A different statistical method to determine the effect
of the different variables under study is to perform
hierarchical cluster analysis using nearest neighbor
statistical methods [ 25 ] . Here, we subjected all
profiles to unsupervised cluster analysis, as a means of
determining which variables had the greatest effect (e.g.
intra-patient variability [different regions of biopsy],
versus diagnosis [DMD vs control], versus inter-patient
variability [DMD patients in same age group], versus age of
patient). For this analysis, we used the fluorescence
intensity of each probe set (Average difference), after
data scrubbing to remove genes that showed expression
levels near background ("Absent" Calls) for all profiles
(Fig. 3). This analysis shows that duplicate profiles of
the same cRNA hybridization solution are the most highly
related (Patient 3 a and duplicate (3a-d); 3b and duplicate
(3b-d)), consistent with the high correlation found by the
comparisons using Affymetrix Microarray Suite software
described above. Again, this reflects the low amount of
combined experimental variability intrinsic to the
laboratory processing of RNA, cDNA, cRNA and
hybridization.
When comparing two different regions of the same biopsy
[intra-patient variability], we found widely varying
results, depending on the patient studied (Fig. 3). For
example, some individual patients showed very closely
related profiles that approached the similarity of
duplicate arrays on the same cRNA (Fig. 2; profiles 6a, 6b;
10a, 10b). On the other hand, some patients showed very
distantly related profiles for two regions of the same
biopsy (Fig. 3; profiles 1a, 1b; 4a, 4b; 9a, 9b).

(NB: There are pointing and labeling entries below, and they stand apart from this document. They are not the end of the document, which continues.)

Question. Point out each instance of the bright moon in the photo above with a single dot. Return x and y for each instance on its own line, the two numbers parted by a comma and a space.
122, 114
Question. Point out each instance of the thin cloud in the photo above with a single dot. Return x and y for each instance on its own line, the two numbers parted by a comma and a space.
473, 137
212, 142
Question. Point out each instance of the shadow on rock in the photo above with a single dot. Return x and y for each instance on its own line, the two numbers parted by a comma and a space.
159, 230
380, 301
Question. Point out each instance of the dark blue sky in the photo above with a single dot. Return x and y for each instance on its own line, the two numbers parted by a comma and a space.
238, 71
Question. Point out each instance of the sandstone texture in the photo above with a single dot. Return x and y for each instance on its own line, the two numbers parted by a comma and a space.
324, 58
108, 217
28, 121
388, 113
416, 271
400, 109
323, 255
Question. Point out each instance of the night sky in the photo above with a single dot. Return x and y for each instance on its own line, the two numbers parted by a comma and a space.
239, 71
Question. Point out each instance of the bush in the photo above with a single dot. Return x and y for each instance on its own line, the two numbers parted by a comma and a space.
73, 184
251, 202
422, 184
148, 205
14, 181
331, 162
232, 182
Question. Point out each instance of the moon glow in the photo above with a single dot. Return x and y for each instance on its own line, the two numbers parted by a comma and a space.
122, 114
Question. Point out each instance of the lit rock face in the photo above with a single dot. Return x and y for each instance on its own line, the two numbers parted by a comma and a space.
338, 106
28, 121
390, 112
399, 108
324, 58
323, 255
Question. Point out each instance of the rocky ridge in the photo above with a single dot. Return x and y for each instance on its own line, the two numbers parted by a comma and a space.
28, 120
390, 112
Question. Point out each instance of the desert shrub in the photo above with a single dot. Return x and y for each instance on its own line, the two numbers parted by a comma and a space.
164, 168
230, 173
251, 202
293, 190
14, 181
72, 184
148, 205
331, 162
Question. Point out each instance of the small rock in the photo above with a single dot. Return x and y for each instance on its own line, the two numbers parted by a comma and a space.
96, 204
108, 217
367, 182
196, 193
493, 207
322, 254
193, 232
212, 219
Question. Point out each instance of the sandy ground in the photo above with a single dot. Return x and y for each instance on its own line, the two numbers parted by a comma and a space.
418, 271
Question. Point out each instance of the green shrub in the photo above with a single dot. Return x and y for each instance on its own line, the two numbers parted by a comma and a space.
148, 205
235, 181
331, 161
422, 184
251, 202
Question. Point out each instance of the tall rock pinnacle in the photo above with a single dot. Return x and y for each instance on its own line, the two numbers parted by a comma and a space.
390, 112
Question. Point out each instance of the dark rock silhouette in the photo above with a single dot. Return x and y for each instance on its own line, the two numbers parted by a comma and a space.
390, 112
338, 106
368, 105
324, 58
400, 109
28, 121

Importantly, the variation caused by intra-patient tissue
variation often overshadowed all other variables. For
example, a profile from DMD patient 9 (9a) clustered with
the normal controls, rather than with the other DMD
patients (Fig. 3). The histopathology of this patient was
noted as being unusually variable in severity prior to
expression profiling. Also, unsupervised clustering was
unable to group patients of similar ages, despite DMD
showing a progressive clinical course. We conclude that
intra-patient tissue heterogeneity is a major source of
experimental variability in expression profiling, and must
be considered in experimental design.
The above findings suggested that both intra-patient
variability (tissue heterogeneity) and inter-patient
variability (polymorphic noise) had major effects on the
expression profiles. One method to control for these
sources of noise is to analyze large numbers of profiles,
both on multiple patients, and on multiple regions of
tissue from each patient. This would allow determinations
of p values and statistical significance for a single
controlled variable under study (e.g. DMD vs controls). An
alternative method is to experimentally normalize these
variables through mixing of samples from patient groups;
such mixing would be expected to average out both intra-
and inter-patient variation. The expectation is that the
most significant and dramatic gene expression changes would
still be identified, while using many less profiles (and
thus a substantial reduction in cost of the analyses).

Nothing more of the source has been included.